Do airport body scanners use radiation?

Body scanners are at use in many airports across the UK and abroad. There are two types of scanner in use in the UK. One type uses millimetre radio waves that can “see” through clothing. The other type uses a very low dose of ionising radiation. Neither type has been shown to pose a risk to people’s health.

The first type of scanner uses radio waves, which are a form of non-ionising radiation that does not cause health effects at the low doses given off by airport scanners. Read more about non-ionising radiation, such as that used in mobile phones, wifi and power lines.

The second type uses ionising radiation, which in high doses can be harmful. But the levels used in airport scanners are about 100,000 times lower than what an average UK person would be exposed to each year. This dose is so low that it makes no noticeable difference to a person’s risk of cancer.

Does air travel expose people to radiation?

Flying on a commercial airline is a safe way to travel and is unlikely to affect your risk of cancer.

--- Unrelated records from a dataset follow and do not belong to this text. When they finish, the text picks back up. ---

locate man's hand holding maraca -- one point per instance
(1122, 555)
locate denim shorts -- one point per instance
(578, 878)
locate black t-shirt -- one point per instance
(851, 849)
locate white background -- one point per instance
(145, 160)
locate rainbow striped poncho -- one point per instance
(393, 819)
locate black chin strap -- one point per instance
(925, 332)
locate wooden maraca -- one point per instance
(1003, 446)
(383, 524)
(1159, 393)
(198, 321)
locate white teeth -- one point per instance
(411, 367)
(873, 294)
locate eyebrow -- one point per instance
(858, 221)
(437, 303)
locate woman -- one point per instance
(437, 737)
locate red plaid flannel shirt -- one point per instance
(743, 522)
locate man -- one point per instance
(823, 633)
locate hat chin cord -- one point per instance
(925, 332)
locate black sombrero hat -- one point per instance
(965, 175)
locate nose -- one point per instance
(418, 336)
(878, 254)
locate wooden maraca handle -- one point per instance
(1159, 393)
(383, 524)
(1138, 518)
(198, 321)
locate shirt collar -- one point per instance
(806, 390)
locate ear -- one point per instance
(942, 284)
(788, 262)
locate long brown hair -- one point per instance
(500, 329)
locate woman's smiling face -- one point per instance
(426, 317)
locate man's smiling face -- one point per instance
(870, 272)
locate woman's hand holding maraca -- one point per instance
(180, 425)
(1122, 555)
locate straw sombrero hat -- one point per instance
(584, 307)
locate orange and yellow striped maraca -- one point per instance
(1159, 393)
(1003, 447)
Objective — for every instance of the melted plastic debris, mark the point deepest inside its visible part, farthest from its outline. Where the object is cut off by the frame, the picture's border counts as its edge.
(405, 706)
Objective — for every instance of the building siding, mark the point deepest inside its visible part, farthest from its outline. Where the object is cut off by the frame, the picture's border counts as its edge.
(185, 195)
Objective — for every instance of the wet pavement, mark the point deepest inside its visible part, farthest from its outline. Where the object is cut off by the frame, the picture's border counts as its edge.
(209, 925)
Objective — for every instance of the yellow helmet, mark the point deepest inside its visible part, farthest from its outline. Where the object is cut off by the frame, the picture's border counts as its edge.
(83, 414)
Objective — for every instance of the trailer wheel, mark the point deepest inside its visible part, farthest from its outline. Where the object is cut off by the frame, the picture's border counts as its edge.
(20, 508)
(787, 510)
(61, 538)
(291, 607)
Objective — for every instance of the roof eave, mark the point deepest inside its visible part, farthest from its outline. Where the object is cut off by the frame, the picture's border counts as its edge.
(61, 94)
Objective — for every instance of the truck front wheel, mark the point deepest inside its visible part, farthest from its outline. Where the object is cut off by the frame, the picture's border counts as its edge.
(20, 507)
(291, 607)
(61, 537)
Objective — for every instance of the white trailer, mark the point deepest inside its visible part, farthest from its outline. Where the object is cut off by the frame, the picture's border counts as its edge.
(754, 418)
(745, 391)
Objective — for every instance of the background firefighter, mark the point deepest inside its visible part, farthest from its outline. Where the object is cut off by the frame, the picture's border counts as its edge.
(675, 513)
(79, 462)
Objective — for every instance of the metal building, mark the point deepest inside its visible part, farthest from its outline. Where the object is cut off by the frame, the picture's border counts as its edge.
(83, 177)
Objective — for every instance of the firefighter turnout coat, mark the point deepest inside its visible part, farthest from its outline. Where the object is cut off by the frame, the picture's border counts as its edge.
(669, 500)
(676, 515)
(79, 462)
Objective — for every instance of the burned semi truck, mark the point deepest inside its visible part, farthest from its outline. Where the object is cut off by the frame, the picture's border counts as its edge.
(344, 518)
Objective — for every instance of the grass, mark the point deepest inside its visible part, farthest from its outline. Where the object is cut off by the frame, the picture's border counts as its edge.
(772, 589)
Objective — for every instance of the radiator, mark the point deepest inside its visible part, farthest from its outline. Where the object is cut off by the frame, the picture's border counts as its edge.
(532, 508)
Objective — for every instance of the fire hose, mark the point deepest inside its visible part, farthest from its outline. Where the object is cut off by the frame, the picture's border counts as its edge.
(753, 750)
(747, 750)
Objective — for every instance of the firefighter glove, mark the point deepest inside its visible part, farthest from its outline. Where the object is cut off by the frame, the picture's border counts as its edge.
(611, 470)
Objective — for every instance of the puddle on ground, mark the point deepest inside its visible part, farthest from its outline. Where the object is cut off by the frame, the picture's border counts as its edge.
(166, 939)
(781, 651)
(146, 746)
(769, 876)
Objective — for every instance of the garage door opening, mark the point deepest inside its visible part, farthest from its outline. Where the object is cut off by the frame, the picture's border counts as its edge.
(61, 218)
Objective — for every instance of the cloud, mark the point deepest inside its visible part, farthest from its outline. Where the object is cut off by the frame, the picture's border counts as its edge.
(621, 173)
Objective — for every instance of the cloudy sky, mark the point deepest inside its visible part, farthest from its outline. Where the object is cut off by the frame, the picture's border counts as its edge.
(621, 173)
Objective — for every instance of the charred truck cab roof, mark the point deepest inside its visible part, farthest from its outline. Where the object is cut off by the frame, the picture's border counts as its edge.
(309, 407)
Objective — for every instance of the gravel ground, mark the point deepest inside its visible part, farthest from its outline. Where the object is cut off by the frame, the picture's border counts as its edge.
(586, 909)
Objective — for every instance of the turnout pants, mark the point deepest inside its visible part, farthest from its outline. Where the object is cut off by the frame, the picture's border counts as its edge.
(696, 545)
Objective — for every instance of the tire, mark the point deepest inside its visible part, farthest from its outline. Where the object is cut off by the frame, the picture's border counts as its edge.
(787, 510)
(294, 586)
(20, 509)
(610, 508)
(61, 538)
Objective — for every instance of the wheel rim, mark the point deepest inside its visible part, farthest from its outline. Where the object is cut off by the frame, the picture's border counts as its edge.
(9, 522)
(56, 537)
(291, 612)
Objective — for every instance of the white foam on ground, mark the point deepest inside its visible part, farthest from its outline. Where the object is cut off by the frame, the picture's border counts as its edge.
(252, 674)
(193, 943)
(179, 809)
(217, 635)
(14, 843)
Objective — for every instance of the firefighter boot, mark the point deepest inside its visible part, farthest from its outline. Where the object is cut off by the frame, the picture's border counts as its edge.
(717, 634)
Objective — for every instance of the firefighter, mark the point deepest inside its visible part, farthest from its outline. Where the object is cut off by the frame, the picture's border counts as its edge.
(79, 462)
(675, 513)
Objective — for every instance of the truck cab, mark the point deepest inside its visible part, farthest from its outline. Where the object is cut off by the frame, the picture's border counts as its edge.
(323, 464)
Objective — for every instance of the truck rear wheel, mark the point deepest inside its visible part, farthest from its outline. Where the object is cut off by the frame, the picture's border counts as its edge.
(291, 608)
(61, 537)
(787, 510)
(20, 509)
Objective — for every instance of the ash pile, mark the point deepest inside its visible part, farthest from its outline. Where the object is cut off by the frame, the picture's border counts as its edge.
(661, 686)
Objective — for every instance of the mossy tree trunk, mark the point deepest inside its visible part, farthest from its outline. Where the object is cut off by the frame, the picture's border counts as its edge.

The Earth receives a lot of ‘cosmic radiation’ from space but our atmosphere shields us from most of this. The atmosphere thins the higher you get, so someone flying in a plane would receive more cosmic radiation than someone on the ground.

A passenger would still get a very small amount of radiation, but the low level of radiation that they would experience is very unlikely to seriously affect their cancer risk, even if they were a frequent flyer.

Do pilots and air cabin crew have higher cancer risks?

Pilots and air cabin crew spend much more time in the air and are exposed to much more radiation than passengers are. But even airline pilots are exposed to radiation levels well within safe limits.

However, some studies have suggested that pilots and air cabin crew may have a higher risk of skin cancer than other people. Female air cabin staff may also have a slightly higher risk of breast cancer.

  • It is unlikely that these risks are due to radiation. The types of cancer that air crew may be at higher risk of are different to the types of cancer linked to radiation.
  • Sun exposure is the main cause of skin cancers and cabin crew may spend more time in sunnier climates than other people.
  • Working in air crews may disrupt body clocks and alter hormone levels, which could explain the possible increased breast cancer risks in stewardesses.